Suplizio noted that the city has very high quality water and the city fields regular requests from residents at Treasure Lake on what it would take to get city water there.
City Engineer Chris Nasuti said has about 2 million gallons per day of excess capacity, more than enough to serve Treasure Lake’s water needs.
In addition, a 12-inch main line is already in place along Route 255, which would provide easy access to Treasure Lake.
Suplizio will write a letter to Aqua and copy Sandy Township’s supervisors and the Treasure Lake Property Owners Association in hope that support for the plan can be generated.
Noting the dust-ups between the city and the township in the past, Suplizio said, “We don’t always e eye to eye, but this is an opportunity for everyone” to win.
Suplizio wrote a letter to Sandy Township Manager Dave Monella indicating that the city is interested in investigating the possibility of buying the township’s water and wastewater systems.
“Although we understand you are just exploring this idea at this time, the City of DuBois is looking forward to working with you and your staff on this endeavor,” Suplizio wrote. “Please let us know what the next step in this process may be and what you need from us.
“Thank you for reaching out to us and hopefully we can come up with a solution that will work best for all of your residents and our community as a whole,” he concluded.
The council passed the second and final readings of two ordinances.
Council Bill 1928 raises the fee for tapping into the city’s sewage collection system to $2,700 and to repeal the inspection fee for renewals.
Council Bill 1931 adjusts the amount of non-electoral debt assumed for a dump trunk and accessories from $181,078 to $129,700.
Police Chief Blaine Clark presented the policy activity report for 2017.
There were 12,151 calls last year, including 229 thefts, 79 burglaries, 128 forgeries or frauds, 222 activated alarms, 126 criminal mischief incidents, 382 assaults, 350 disorderly conducts, 221 domestic disputes, 185 animal complaints, 567 suspicious persons or circumstances, 51 trespasses, 279 mental health or welfare checks, 58 missing persons, 99 drug investigations, 68 DUIs, 277 traffic accidents or investigations and 2,823 supplemental or follow-up contacts.
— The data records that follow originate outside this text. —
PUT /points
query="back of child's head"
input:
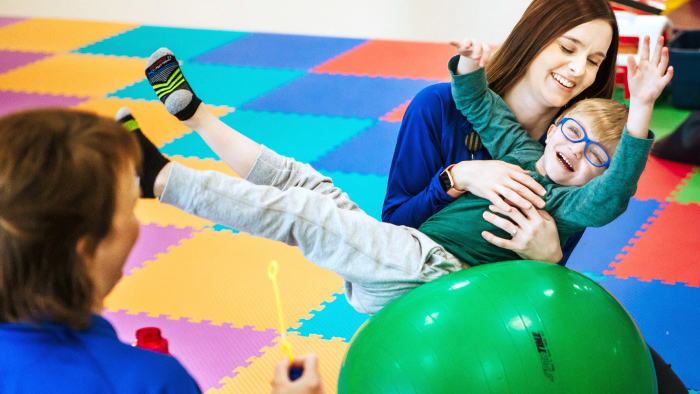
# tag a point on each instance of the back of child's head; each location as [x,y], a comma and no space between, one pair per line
[58,184]
[606,119]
Officers issues 410 citations, 230 warnings and 1,266 parking tickets.
Main Street work
The city is preparing plans for a streetscape improvement project on Main Street and DuBois Streets and connecting roads this summer.
The project will include reconstruction of the road surface, concrete curb, drainage, street lighting, accessible sidewalk ramps and some of the sidewalks along the corridor.
Work is expected to begin in April and continue through September.
Any questions can be directed to Suplizio at the city building, 371-2000.
The council’s next work session will be at 4 p.m. Thursday, Feb. 22. The next regular council meeting will convene at 7 p.m. Monday, Feb. 26.
Councilwoman Diane Bernardo and Councilman Randy Schmidt were absent and excused from Monday’s meeting.